Jana Kochanowskiego nie rozstrzelano i mógł wyjść na wolność. Zdecydował jednak zostać i pójść na śmierć zamiast dyrektora szkoły i ojca wielodzietnej rodziny Józefa Wiewiórskiego. 20 października zakładnicy zostali rozstrzelali.

W 1943 roku w forcie rozstrzelano mieszkańców miasteczka Lipsk w powiecie augustowskim. Wśród nich była Marianna Biernacka, która zgłosiła się na śmierć zamiast swojej ciężarnej synowej. 13 lipca 1999 roku papież Jan Paweł II ogłosił ją błogosławioną wraz z innymi 108 męczennikami drugiej wojny światowej.

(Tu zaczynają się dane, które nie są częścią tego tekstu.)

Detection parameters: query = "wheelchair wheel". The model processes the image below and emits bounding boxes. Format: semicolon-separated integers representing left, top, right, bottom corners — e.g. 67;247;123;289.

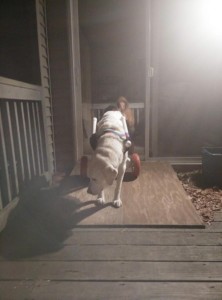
80;156;88;177
131;153;141;178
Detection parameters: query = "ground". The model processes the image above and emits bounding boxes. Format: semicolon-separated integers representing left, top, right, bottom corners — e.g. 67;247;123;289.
178;170;222;224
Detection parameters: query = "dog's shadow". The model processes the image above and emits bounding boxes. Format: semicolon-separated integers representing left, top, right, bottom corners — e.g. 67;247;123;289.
0;176;111;260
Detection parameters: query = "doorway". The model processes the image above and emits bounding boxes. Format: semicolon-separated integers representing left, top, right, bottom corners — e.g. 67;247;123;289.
78;0;148;159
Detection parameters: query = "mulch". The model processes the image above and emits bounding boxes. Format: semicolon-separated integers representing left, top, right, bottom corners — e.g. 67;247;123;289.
177;170;222;224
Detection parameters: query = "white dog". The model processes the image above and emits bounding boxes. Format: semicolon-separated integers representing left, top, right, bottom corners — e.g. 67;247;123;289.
88;111;130;207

Są też informacje, że w forcie rozstrzeliwano Żydów z grodzieńskiego getta. Latem 1944 roku Niemcy palili ekshumowane ciała, próbując zatrzeć ślady swoich zbrodni. Według przybliżonych danych, w forcie łącznie odebrano życie około 3 tysiącom osób.

Każdy z fortów opisanych w książce kryje w sobie historie setek osób, każda z nich jest niepowtarzalna. Przewodnik historyków Dzmitryja Lucika i Alaksandra Smalanczuka otrzymał nazwę „Przez pożary wojen światowych”. To świetna książka, która odkrywa historię miasta i fragment historii Białorusi przez pryzmat wojskowych umocnień, które do dziś przyciągają swoimi rozmiarami i tajemniczością. Szykując się do ciekawej wycieczki po Godnie, warto wziąć do rąk ten przewodnik i rowerem, czy samochodem ruszyć odkrywać forty Twierdzy Grodzieńskiej.